Battle of Malacca (1534)
| Date | May 1534 |
| Location | Malacca, Malaysia |
| Result | Johor victory |

Belligerents
- Portuguese Empire: Sultanate of Johor

Commanders and leaders
- D. Paulo da Gama (DOW): Lacxemena

Strength
- 9 or 15 ships: 70 ships

Casualties and losses
- 30 killed The rest were all wounded: Heavy

= Battle of Malacca (1534) =

The Battle of Malacca took place in 1534 between Johor and the Portuguese navy. The battle ended in favor of the Johorese, as they defeated the Portuguese near Malacca, but a strong wind saved the Portuguese from destruction.

==Battle==
In 1534, the Portuguese governor of Malacca, Dom Paulo da Gama, dispatched 5 men led by Sebastian Vieyra to the Johorese Sultan, Alauddin Riayat Shah II, to establish friendly relations with them. However, the Johorese Sultan, instigated by the Acehnese, had those men surrounded, poured with boiling water until they died, and had the corpses of those men devoured by wild beasts. Enraged by this brutality, the Portuguese dispatched a naval expedition for retaliation. Hearing that some Johorese ships were in Muar River, Paulo dispatched a vessel to confirm this; however, the boat returned being chased to Malacca by 10 ships of Lacxemena who his uncle had sent to assist the Johorese Sultan with 70 vessels. Instantly Paulo set out with 9 or 15 ships to meet the Johorese.

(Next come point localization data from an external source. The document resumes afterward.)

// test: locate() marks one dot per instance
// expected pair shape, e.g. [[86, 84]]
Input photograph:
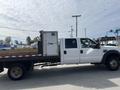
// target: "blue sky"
[[20, 18]]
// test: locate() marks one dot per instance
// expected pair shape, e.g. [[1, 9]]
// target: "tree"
[[28, 40], [8, 40]]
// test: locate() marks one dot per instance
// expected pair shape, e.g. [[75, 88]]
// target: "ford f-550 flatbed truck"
[[52, 51]]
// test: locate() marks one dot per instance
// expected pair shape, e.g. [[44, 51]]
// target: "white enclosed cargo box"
[[49, 43]]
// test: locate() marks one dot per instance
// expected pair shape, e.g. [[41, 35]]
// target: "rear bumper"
[[1, 69]]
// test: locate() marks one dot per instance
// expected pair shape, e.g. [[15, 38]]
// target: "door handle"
[[65, 52], [81, 51]]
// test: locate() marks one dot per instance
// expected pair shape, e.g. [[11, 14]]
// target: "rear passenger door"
[[71, 51]]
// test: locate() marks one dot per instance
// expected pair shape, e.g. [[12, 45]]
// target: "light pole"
[[76, 16]]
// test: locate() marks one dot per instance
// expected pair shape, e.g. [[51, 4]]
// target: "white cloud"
[[98, 16]]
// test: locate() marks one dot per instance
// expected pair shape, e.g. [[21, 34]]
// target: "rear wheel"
[[113, 63], [16, 72]]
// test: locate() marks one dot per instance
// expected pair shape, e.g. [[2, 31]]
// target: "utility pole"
[[71, 31], [76, 16]]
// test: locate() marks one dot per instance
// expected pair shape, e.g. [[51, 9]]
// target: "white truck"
[[52, 51]]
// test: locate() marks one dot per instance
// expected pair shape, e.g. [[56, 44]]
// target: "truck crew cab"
[[52, 51]]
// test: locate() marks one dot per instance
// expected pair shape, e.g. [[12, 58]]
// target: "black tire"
[[113, 63], [16, 72]]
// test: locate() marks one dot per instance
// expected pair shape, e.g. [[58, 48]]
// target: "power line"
[[16, 29]]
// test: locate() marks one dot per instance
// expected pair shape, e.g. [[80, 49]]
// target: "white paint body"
[[89, 55]]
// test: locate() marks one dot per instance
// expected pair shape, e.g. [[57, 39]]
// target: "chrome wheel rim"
[[16, 72]]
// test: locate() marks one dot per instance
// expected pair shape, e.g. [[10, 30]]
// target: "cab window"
[[70, 43]]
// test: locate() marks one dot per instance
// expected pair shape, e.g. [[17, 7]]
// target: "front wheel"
[[113, 63], [16, 72]]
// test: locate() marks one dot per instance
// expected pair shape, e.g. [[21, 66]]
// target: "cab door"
[[88, 52], [70, 52]]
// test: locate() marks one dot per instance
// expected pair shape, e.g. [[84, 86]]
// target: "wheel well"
[[27, 64]]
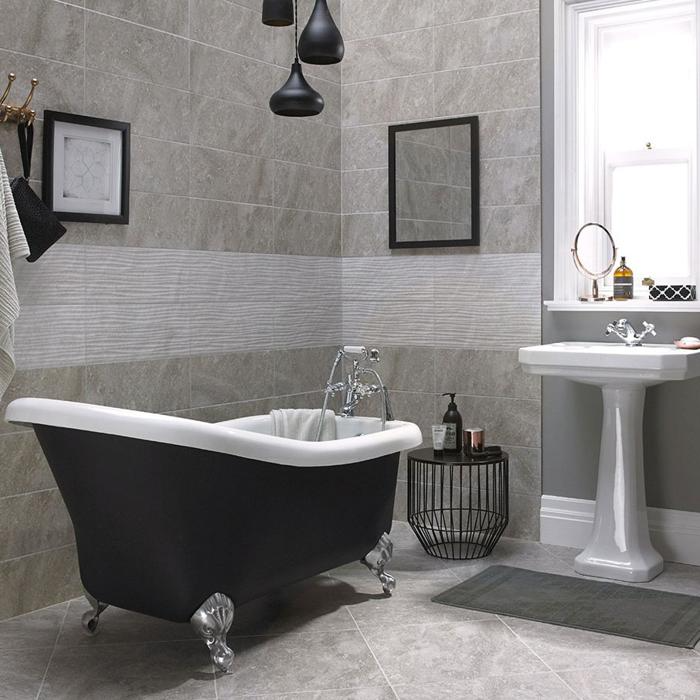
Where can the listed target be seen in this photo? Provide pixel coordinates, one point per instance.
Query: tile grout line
(371, 651)
(53, 651)
(532, 651)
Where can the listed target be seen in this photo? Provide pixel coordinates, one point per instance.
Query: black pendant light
(296, 98)
(321, 41)
(278, 13)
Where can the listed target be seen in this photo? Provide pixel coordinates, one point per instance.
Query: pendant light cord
(296, 33)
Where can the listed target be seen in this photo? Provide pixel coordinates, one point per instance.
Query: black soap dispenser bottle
(453, 421)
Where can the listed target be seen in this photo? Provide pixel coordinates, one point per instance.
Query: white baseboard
(569, 522)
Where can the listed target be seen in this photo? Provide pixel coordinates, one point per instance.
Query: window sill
(634, 305)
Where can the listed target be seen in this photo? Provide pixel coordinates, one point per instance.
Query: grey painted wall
(572, 413)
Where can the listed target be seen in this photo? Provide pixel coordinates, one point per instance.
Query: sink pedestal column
(620, 547)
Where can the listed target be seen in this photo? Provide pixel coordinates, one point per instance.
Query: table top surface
(427, 454)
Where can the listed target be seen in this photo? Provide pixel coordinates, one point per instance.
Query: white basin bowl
(605, 363)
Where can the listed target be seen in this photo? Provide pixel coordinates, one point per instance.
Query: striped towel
(13, 244)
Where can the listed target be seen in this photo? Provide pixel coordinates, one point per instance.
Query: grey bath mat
(611, 608)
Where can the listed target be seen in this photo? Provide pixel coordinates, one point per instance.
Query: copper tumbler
(473, 441)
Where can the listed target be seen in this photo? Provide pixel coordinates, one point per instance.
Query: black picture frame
(51, 118)
(473, 121)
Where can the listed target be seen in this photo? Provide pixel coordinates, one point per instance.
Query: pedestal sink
(619, 547)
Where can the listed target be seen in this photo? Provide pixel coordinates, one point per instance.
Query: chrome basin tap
(354, 389)
(624, 330)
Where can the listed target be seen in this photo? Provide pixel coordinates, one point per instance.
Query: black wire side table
(457, 505)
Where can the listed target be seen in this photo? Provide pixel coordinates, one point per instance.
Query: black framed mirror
(434, 183)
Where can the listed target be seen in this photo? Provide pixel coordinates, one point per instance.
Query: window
(626, 99)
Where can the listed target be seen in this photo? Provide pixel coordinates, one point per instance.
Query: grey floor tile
(168, 671)
(450, 652)
(518, 553)
(119, 626)
(639, 680)
(378, 693)
(299, 662)
(563, 648)
(34, 630)
(410, 604)
(535, 686)
(21, 673)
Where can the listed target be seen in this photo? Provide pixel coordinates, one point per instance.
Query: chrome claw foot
(377, 559)
(90, 620)
(211, 622)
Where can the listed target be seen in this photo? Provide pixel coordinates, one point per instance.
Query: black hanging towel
(41, 226)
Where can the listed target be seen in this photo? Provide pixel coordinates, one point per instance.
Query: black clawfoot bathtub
(184, 520)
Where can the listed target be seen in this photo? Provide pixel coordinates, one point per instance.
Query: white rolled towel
(302, 423)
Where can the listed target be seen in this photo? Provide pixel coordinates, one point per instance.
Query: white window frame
(571, 207)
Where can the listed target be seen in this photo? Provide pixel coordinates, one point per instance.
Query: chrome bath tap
(354, 389)
(624, 330)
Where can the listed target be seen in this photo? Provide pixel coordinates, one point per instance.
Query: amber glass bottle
(623, 282)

The Johorese turned their backs when the Portuguese approached them, not knowing they would fall into a trap. Both sides fought a terrible and bloody battle, the Portuguese showed bravery during the fight, killing many of the Johorese. Almost all Portuguese were killed or badly wounded in the end, and Paulo da Gama was fatally injured and died in Malacca later. Only a strong wind that caused the Johorese fleet to retreat saved the Portuguese from annihilation. They suffered 30 killed and the rest were all wounded.
The Memory of the heroic battle was recorded in Malay songs which the Portuguese historian, Diogo do Couto, recorded:

Captain Dom Paulo, baparam de Pungor — Anga dia matu, sita pa tau dor

Captain Dom Paulo fought at Pungor — Instead of giving ground, he preferred to die

==Sources==
- Frederick Charles Danvers (1894), The Portuguese in India, Being a History of the Rise and Decline of Their Eastern Empire. Vol I.
- Manuel de Faria e Sousa (1695), Portugues Asia, or, the History of the discovery and conquest of India by the Portuguese.
- António Dinis da Cruz e Silva (1817), Poesias, Na arcadia de Lisboa Elpino Nonacriense.
- Georg Schurhammer (1980), Francis Xavier: His Life, his times - vol. 3: Indonesia and India, 1545–1549.